The lost art of getting lost
Why should you always have to know where you are, and where you’re going?
Don’t get me wrong, navigation is important. Understanding how to read a map, use a compass and operate a GPS will get you back in time for tea. It could even save your life. But sometimes, just sometimes, I get bored with knowing exactly where I am.
I don’t always want to pinpoint my precise location. I resent being enslaved by a little blue route line that I’ve uploaded on to my Garmin. There are times when I want simply to pick a direction and see where it takes me, to get lost and experience whatever happens – the good and the bad.

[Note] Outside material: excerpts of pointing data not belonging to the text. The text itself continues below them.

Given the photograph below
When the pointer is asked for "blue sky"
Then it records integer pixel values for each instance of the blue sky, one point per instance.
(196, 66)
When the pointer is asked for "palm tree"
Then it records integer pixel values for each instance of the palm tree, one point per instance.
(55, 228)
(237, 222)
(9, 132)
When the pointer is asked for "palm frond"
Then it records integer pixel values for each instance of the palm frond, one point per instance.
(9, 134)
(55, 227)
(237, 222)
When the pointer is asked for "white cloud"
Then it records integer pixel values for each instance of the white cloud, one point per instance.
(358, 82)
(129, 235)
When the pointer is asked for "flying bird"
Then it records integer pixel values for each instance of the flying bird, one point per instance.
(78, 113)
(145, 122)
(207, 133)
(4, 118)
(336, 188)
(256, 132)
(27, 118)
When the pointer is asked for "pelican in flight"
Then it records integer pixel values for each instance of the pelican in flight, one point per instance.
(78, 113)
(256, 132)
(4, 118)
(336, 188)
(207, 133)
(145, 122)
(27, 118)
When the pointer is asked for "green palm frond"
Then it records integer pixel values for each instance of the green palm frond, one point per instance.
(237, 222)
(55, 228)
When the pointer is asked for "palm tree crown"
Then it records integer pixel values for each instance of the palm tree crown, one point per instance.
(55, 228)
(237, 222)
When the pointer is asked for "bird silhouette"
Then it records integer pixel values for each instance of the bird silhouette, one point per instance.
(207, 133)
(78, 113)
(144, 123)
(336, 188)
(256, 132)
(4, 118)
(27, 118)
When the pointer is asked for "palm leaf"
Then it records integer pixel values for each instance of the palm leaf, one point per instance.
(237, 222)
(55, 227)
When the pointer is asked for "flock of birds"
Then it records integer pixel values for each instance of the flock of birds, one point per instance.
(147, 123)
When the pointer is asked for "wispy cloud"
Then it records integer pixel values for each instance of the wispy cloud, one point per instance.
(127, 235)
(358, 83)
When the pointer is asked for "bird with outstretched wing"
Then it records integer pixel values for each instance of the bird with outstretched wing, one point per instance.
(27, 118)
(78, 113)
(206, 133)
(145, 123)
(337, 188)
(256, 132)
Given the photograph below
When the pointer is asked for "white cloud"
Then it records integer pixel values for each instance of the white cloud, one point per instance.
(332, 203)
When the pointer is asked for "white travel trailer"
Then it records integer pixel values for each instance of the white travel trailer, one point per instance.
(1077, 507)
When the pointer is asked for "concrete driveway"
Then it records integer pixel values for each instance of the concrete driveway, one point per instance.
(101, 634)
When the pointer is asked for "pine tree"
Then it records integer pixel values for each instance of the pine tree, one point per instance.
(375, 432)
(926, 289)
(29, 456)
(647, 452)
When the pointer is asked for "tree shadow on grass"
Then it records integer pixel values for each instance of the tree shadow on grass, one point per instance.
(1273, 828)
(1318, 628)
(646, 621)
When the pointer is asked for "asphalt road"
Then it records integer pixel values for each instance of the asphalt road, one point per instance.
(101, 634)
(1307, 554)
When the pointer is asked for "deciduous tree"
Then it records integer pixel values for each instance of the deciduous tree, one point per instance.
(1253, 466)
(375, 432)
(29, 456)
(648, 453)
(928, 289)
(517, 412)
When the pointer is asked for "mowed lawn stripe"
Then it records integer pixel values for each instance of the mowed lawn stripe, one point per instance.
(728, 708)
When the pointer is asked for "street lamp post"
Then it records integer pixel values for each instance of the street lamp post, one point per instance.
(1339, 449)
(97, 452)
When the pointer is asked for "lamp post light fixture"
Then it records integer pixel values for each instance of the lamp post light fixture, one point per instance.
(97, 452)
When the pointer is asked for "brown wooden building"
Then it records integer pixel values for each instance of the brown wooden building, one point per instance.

I recently spent a happy couple of hours circling around a maze of paths in a deep wooded gorge, unable to figure out which would take in the direction I wanted to go. I’d avoided this area previously because it looked so confusing on the map. It was. But it was also a lot fun, and when I finally found my way out of the dark, damp woodland I felt like an explorer emerging from the jungle.
For me, there’s great satisfaction in this part of getting lost: the moment when I re-enter familiar territory and piece together in my mind how I got back there – connecting the known and the unknown. For this, I’m willing to put up with dead-ends, delays and other downsides. In the case of the gorge this meant mud and brambles.
Wilfully getting lost is something I did more often when I was younger. As a grown-up with a job and a family, the potential consequences of an afternoon adrift are more severe. Stumbling in through the door muddy and exhausted hours later than I’d promised would be unfair on the family members who were expecting me home earlier and the clients I was supposed to call.
So I tend to go for a lighter version of getting lost – one that means I won’t actually risk being late collecting my son from school. My favourite method is to aim for a landmark in the distance that’s near where I want to go, and head towards it just following my instincts. Turn left here, right there – whatever feels good.
Being able to see my destination in the distance keeps me from getting completely lost but in the meantime I can enjoy pedalling in blissful ignorance. The result? Most of the time I pop out somewhere familiar and trace my way home from there. If not, well, there’s always the Garmin.